Artikel ke-1.323
Oleh: Dr. Adian Husaini (www.adianhusaini.id)
Setelah memenangkan pertarungan melawan Komunisme di abad ke-20, kini Barat menjadi penguasa di puncak piramida kekuasaan. Dengan segala kehebatannya itu, ada yang kemudian berpikir, bahwa setelah era dominasi peradaban Barat, maka tidak ada lagi peradaban lain, dengan sistem pemikiran dan kehidupan yang berbeda dengan peradaban Barat, yang akan menggantikan peradaban Barat. Ketika itulah manusia sudah bersepakat untuk menerapkan Demokrasi Liberal.
Era ini merupakan akhir sejarah (The End of History). Ungkapan ‘The End of History’ itulah yang sangat populer di penghujung abad ke-20, yang menempatkan nama Francis Fukuyama sebagai ilmuwan terpopuler bersama Samuel Huntington, selama dekade 1990. Huntington populer dengan bukunya Clash of Civilization and The Remaking of World Order dan Fukuyama populer dengan bukunya The End of History and The Last Man. Segera, setelah penerbitannya, buku Fukuyama mendapatkan banyak pujian. (Francis Fukuyama, The End of History and the Last Man, (New York: Avon Books, 1992).

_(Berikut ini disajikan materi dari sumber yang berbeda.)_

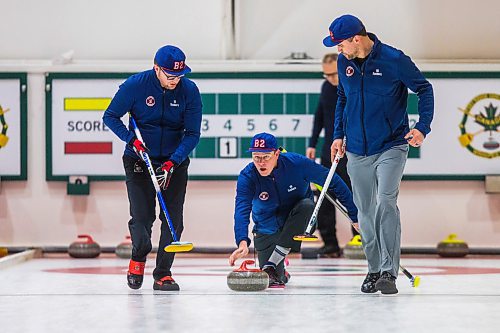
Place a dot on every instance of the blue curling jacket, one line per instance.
(371, 107)
(270, 199)
(169, 120)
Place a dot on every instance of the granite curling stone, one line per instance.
(354, 249)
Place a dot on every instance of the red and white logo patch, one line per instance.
(150, 101)
(349, 71)
(264, 196)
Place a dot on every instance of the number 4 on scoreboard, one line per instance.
(228, 147)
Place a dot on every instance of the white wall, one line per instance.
(111, 29)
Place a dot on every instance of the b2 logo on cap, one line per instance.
(178, 65)
(259, 143)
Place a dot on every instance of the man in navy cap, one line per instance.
(167, 109)
(374, 79)
(275, 189)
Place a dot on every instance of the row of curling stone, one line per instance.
(247, 279)
(352, 250)
(86, 247)
(452, 247)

Buku Fukuyama juga merupakan pengembangan dari artikelnya ‘The End of History?’ di jurnal The National Interest (summer 1989). Dalam makalahnya itu, Fukuyama, mencatat, bahwa setelah Barat menaklukkan rival ideologisnya, monarkhi herediter, fasisme, dan komunisme, dunia telah mencapai satu konsensus yang luar biasa terhadap demokrasi liberal. Ia berasumsi, bahwa demokrasi liberal adalah semacam titik akhir dari evolusi ideologi atau bentuk final dari bentuk pemerintahan.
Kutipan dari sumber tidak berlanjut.